Loans from French banks to the subsidiary Glencore International for the year 2022 in dollars.  (Banking On Climate Chaos, Rainforest Action Network and 6 other NGOs, including Reclaim Finance, 2023)

These loans, disclosed in the report Banking On Climate Chaos 2023to which Reclaim Finance contributed, may have been used to finance activities in the mining sector. “They are directed towards a subsidiary of Glencore, not towards the parent company. It is possible that in the end, they will finance the coal”explains Nathan Guillot. “No French bank will admit that it lends money to Glencore. It would be too bad in terms of reputation.

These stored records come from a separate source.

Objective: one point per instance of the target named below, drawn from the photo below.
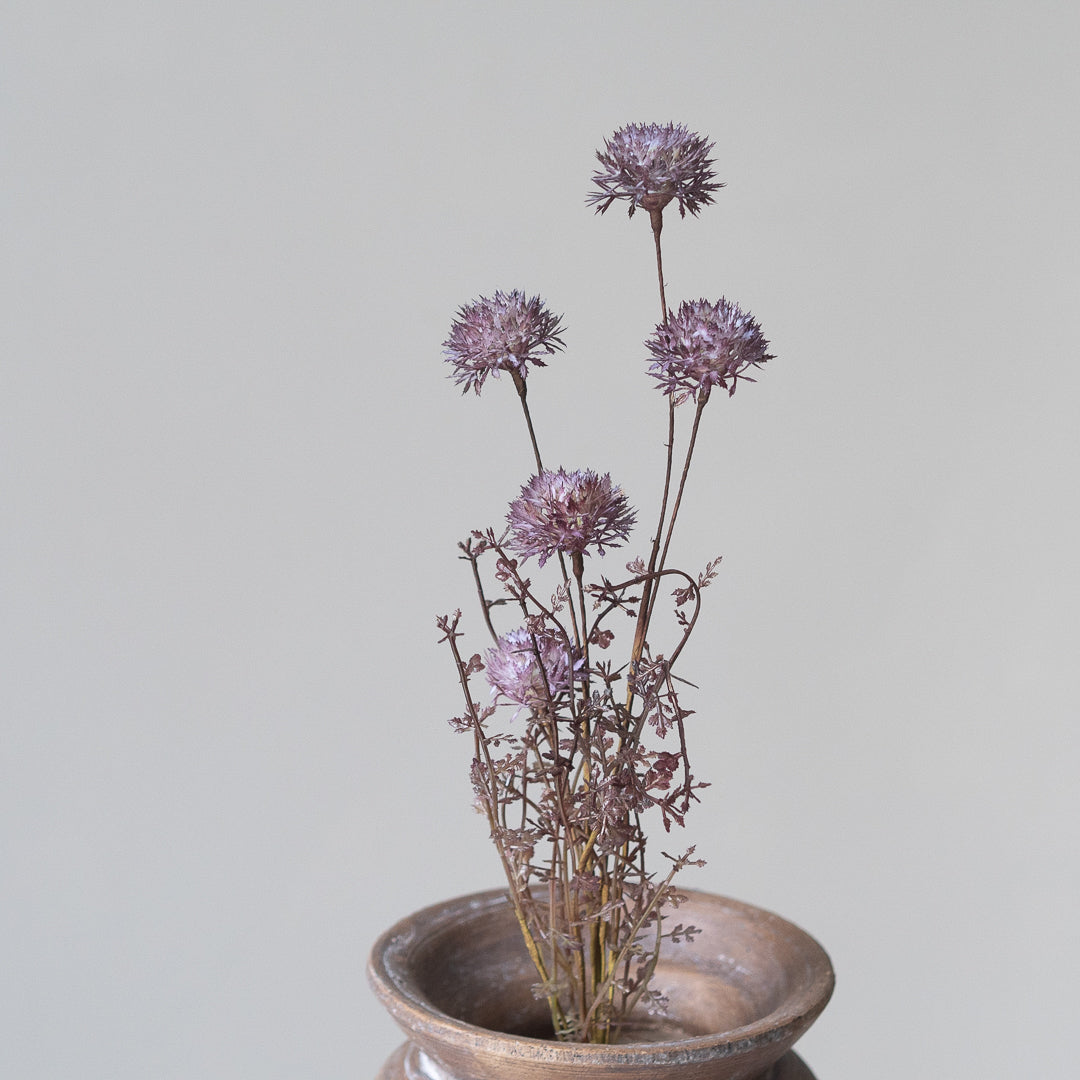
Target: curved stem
(657, 217)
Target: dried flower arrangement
(571, 750)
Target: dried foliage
(574, 750)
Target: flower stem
(657, 217)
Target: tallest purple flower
(651, 164)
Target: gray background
(233, 475)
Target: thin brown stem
(657, 217)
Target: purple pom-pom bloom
(503, 334)
(703, 346)
(513, 671)
(650, 164)
(568, 512)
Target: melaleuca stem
(645, 611)
(657, 218)
(522, 391)
(702, 400)
(482, 752)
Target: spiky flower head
(529, 670)
(650, 164)
(705, 345)
(568, 512)
(504, 334)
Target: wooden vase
(458, 981)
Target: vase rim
(414, 1012)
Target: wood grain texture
(457, 980)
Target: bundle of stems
(591, 746)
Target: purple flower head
(568, 512)
(504, 334)
(514, 673)
(650, 164)
(703, 346)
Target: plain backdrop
(233, 474)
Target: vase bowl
(458, 981)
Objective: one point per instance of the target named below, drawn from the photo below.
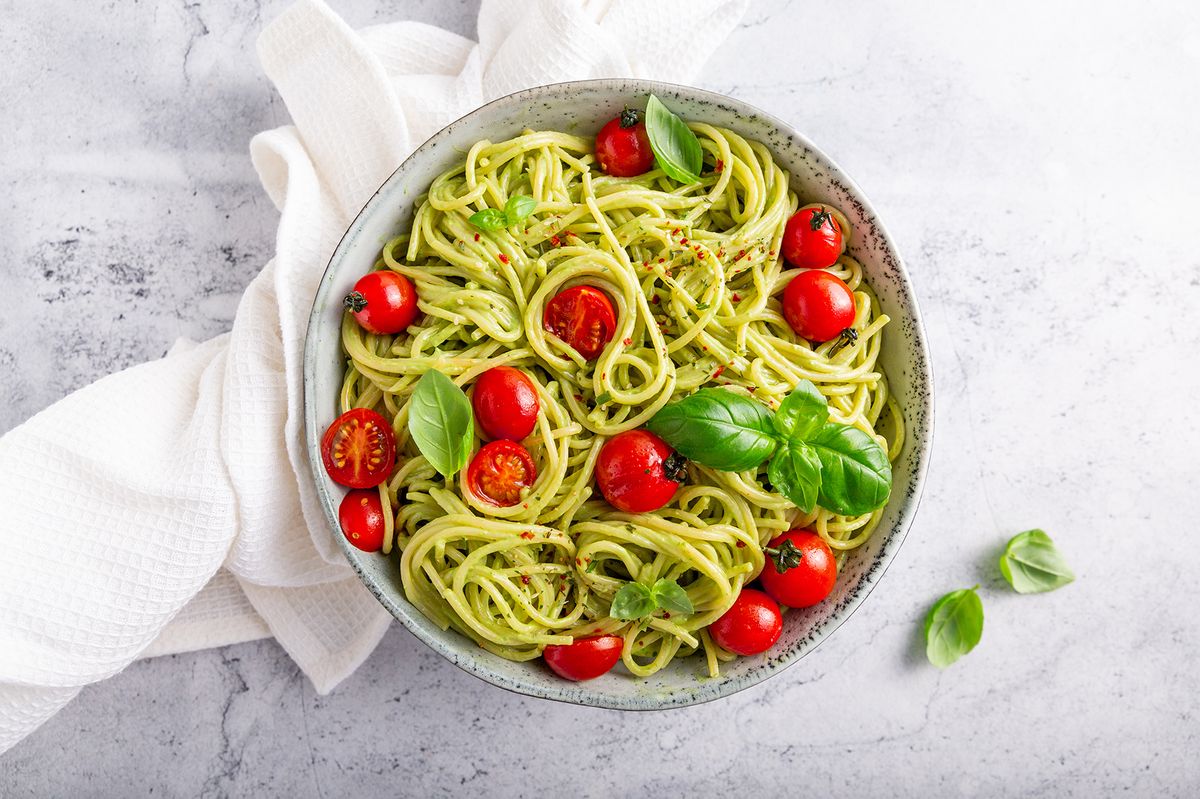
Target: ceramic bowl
(583, 107)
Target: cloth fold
(171, 506)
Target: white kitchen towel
(169, 506)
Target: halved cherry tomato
(586, 659)
(801, 569)
(813, 239)
(359, 449)
(637, 472)
(505, 403)
(583, 317)
(819, 305)
(361, 518)
(750, 626)
(623, 148)
(383, 301)
(499, 472)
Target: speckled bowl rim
(577, 692)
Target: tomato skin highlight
(805, 247)
(819, 305)
(499, 472)
(807, 583)
(505, 403)
(359, 449)
(583, 317)
(750, 626)
(360, 516)
(637, 472)
(586, 659)
(623, 146)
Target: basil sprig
(515, 210)
(811, 460)
(1032, 564)
(953, 626)
(441, 422)
(635, 600)
(676, 148)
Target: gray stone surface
(1036, 163)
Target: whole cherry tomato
(505, 403)
(637, 472)
(623, 148)
(361, 518)
(801, 569)
(586, 659)
(499, 472)
(813, 239)
(583, 317)
(359, 449)
(750, 626)
(819, 305)
(383, 301)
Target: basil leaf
(633, 601)
(670, 596)
(953, 626)
(519, 208)
(719, 428)
(803, 412)
(441, 422)
(796, 473)
(676, 148)
(1032, 564)
(856, 475)
(490, 218)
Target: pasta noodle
(694, 272)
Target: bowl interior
(583, 107)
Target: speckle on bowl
(586, 106)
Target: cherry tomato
(801, 571)
(750, 626)
(361, 518)
(505, 403)
(359, 449)
(583, 317)
(813, 239)
(586, 659)
(819, 305)
(499, 472)
(383, 302)
(623, 148)
(637, 472)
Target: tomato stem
(786, 556)
(675, 468)
(847, 336)
(820, 217)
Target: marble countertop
(1036, 162)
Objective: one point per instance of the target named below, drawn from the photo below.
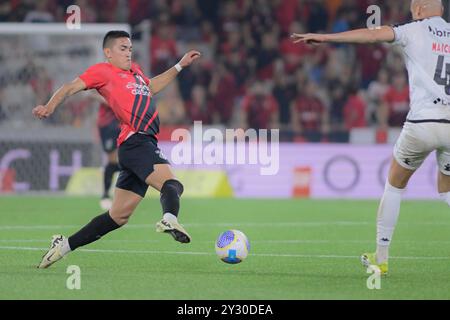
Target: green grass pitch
(300, 249)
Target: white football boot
(54, 253)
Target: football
(232, 246)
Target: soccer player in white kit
(425, 43)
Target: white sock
(388, 212)
(446, 197)
(65, 248)
(170, 217)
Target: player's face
(120, 53)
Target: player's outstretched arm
(67, 90)
(158, 83)
(383, 34)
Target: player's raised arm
(158, 83)
(383, 34)
(65, 91)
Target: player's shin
(388, 213)
(93, 231)
(110, 169)
(171, 192)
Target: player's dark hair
(112, 35)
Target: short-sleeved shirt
(426, 48)
(105, 116)
(128, 94)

So they go through subsidiaries that are not directly exposed to the coal business”.

Asked about the loan of 46.4 million dollars, the Crédit Agricole Group replied that to date, it “suspended all new funding with Glencore pending clarification of their position on coal”. The group also specifies that Glencore is normally “excluded” of their stock and bond portfolio unless a client “expressly requests” to acquire these titles. Crédit Agricole renews its commitment to exit “definitely of the thermal coal industry in OECD countries in 2030 and by 2040 for the rest of the world”.

For its part, BNP Paribas indicates that it will completely stop financing (via bank loans) companies linked to thermal coal “by 2030 in OECD countries and by 2040 in the rest of the world”in accordance with its commitments made in 2020. It also undertakes to exit from its coal-related investments in the same period. “BNP Paribas’ exposure to the coal sector is now only residual”believes the group. Groupe BPCE does not wish to comment.

Asked about the environmental and health impact of its coal mines in Colombia, a spokesperson for Glencore answers us “not being aware of evidence of an increase in lung disease and cancer due to alleged river pollution”.

After the formal notice sent to them, the banks have three months, according to the law, to respond to Tierra Digna and, if necessary, to comply with their duty of vigilance. After this period, the NGO may take legal action. Diane Alvarez, the president of Tierra Digna, intends to address this dispute on the sidelines of the annual general meeting of Glencore, which will be held in Switzerland this Friday, May 26. She made the express trip from Colombia.

Alert the Radio France investigation unit:

To send information to Radio France’s investigation unit anonymously and securely, you can now click on alerter.radiofrance.fr

* Asset management is the management of the assets of private or institutional clients via, for example, the purchase of shares, bonds or real estate.

** In 2022, 23 procedures were initiated on the basis of the duty of vigilance law in France, i.e. twice as many as in 2021 (De Gaulle Fleurance observatory).

*** The UK investigation, launched in 2019, revealed that Glencore, through employees and agents, paid bribes of more than $28 million to gain access preference to oil in Nigeria, Cameroon, Côte d’Ivoire, Equatorial Guinea and South Sudan.